Can LLMs Evaluate Complex Attribution in QA? Automatic Benchmarking Using Knowledge Graphs

26 Sept 2024 (modified: 05 Feb 2025)Submitted to ICLR 2025EveryoneRevisionsBibTeXCC BY 4.0
Keywords: Large Language Model, Attributed Question Answering, Knowledge Graph
Abstract: The attribution of question answering (QA), which is to get evidences for supporting the generated answer, has attracted wide research attention. The current methods for automatically evaluating the attribution, typically relying on Large Language Models (LLMs), are still inadequate, particularly in recognizing subtle differences between attributions, and in measuring complex attribution reasoning. Existing benchmarks, which are primarily based on manual annotations, suffer from limited evaluation settings with incomplete and coarse attribution categories and reasoning scenarios, hindering the evaluation and advancement of attribution evaluators. To address this gap, we introduce Complex Attributed Question Answering (CAQA), a large-scale benchmark automatically generated using Knowledge Graphs (KGs), containing more comprehensive attribution categories and complex attribution reasoning scenarios. Our experiments with two specifically developed evaluators and nine LLM evaluators reveal that they struggle in identifying negative attribution categories and handling complex attribution reasoning in both zero-shot and few-shot settings, but mostly perform relatively well in the fine-tuning setting. Moreover, all evaluators perform inadequately in fine-grained attribution identification scenarios. The experiments also demonstrate that CAQA is consistent with human annotations, and is promising for selecting and developing more effective attribution evaluators in QA.

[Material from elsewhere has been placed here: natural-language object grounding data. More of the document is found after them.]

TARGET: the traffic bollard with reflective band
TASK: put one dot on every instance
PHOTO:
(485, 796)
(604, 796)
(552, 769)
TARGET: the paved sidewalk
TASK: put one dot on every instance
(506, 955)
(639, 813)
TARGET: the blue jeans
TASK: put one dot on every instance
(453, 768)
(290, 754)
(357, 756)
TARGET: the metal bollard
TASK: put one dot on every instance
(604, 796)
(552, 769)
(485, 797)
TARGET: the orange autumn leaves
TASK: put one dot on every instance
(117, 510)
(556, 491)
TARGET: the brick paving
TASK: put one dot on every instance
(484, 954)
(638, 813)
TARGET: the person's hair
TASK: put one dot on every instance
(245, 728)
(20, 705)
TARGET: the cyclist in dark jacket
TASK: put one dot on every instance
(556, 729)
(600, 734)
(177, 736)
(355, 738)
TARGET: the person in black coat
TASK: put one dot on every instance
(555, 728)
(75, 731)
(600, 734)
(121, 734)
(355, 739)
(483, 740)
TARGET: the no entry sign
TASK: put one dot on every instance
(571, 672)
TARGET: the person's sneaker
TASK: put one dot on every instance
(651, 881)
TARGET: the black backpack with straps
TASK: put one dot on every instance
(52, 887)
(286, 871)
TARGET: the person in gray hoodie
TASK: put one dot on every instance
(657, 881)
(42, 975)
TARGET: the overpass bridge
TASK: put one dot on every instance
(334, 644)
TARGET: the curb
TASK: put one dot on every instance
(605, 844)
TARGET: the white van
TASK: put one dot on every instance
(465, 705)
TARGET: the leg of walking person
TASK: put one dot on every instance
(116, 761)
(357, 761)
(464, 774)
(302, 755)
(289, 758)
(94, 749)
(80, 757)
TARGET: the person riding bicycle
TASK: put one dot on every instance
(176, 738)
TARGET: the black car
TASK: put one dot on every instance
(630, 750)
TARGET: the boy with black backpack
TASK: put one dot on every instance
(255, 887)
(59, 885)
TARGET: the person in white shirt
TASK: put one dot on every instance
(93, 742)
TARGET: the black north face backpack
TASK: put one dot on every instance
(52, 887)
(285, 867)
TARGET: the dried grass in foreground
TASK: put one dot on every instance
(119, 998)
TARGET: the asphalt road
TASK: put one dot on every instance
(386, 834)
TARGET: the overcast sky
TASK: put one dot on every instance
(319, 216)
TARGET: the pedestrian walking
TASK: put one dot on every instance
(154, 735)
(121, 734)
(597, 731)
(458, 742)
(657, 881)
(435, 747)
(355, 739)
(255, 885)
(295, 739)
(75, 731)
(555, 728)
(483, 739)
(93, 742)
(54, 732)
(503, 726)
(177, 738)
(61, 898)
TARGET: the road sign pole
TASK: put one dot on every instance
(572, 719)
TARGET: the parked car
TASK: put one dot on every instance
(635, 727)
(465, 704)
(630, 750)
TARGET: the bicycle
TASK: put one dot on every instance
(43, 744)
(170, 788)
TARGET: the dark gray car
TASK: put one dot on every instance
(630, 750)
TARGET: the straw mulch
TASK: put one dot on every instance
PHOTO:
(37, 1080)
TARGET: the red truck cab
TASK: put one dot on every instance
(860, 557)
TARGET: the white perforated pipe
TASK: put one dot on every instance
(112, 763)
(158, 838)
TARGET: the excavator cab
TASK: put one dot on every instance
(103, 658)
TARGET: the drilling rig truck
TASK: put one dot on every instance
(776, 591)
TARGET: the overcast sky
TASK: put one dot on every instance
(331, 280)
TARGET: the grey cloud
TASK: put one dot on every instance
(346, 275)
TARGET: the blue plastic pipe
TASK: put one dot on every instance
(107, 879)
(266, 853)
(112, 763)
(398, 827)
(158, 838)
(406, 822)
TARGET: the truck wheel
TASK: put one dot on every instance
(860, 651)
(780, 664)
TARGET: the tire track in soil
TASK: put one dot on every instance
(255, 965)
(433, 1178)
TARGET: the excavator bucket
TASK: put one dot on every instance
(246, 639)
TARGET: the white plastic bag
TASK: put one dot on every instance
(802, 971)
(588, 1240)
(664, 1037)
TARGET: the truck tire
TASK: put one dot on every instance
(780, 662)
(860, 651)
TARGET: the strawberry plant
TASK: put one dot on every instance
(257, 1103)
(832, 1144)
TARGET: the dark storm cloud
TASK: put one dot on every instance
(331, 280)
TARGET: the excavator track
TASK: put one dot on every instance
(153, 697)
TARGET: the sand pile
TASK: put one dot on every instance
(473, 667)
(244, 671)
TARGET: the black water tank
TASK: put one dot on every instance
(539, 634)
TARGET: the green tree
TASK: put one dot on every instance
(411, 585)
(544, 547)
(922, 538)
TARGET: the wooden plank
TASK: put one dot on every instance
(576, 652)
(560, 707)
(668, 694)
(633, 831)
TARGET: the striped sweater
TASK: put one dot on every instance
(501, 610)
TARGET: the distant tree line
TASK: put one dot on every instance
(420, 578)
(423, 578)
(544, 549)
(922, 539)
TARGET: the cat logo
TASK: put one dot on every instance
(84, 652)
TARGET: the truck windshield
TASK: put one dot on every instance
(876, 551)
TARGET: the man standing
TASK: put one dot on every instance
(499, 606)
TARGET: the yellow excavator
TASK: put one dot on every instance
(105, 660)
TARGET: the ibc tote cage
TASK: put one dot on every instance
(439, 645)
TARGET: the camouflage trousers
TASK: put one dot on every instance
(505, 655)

Primary Area: datasets and benchmarks
Code Of Ethics: I acknowledge that I and all co-authors of this work have read and commit to adhering to the ICLR Code of Ethics.
Submission Guidelines: I certify that this submission complies with the submission instructions as described on https://iclr.cc/Conferences/2025/AuthorGuide.
Anonymous Url: I certify that there is no URL (e.g., github page) that could be used to find authors’ identity.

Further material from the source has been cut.